Households: a short-lived increase in consumption?
Retail sales grew steadily in the first quarter of 2025 (+1.7% q/q), while new car registrations rebounded by 12.3% yoy in March. However, the Gfk index fell by 4 points in April (-23, well below its long-term average).
Labour market: beginning of downward reversal
The number of payroll employees fell by 78,000 to 30.3 million in March (preliminary figures). The unemployment rate was stable at 4.4% in February (3m/3m) while the number of vacancies reached its lowest post-Covid level. Wages (including bonuses) continue to grow at a steady pace (+5.6% y/y).

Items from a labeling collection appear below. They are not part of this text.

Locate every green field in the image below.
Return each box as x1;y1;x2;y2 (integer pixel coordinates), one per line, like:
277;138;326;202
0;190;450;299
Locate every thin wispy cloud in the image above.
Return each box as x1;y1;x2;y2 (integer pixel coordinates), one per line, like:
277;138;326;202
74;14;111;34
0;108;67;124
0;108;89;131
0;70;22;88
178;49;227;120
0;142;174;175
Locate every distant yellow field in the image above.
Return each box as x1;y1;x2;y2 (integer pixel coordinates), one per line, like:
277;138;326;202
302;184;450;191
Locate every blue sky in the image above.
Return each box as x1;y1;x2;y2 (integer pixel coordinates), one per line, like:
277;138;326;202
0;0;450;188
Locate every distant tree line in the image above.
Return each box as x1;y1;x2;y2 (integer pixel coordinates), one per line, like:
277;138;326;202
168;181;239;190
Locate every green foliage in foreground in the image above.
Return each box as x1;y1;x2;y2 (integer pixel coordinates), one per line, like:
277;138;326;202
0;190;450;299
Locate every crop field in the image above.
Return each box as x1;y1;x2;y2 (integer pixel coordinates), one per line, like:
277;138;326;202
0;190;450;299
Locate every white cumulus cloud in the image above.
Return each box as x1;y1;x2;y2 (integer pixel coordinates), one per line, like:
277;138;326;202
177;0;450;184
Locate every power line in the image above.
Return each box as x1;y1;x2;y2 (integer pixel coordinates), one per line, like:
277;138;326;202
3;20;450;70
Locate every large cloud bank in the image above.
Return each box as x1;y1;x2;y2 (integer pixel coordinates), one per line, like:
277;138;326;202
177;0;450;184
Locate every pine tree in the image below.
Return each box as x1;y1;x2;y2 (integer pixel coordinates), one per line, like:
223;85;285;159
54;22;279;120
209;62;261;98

Inflation is decreasing, inflation expectations are rising
Headline inflation fell to 2.6% y/y in March. This is due to a slowdown in services and greater disinflation in energy. Core inflation remains higher at 3.4% y/y. In the face of tariffs, one-year household inflation expectations rose to 4% and long-term expectations jumped to 4.2% (YouGov/Citi).
A temporary growth acceleration in Q1?
Our growth forecast for the first quarter of 2025 has been raised to 0.5%. Q2 and Q3 were revised downwards due to the price shock and the rise in inflation expectations (from 0.4% to 0.3% for Q2 and from 0.4% to 0.1% for Q3). As a result, our forecasts confirm moderate growth in activity at 1.0% in 2025, followed by a slowdown in 2026.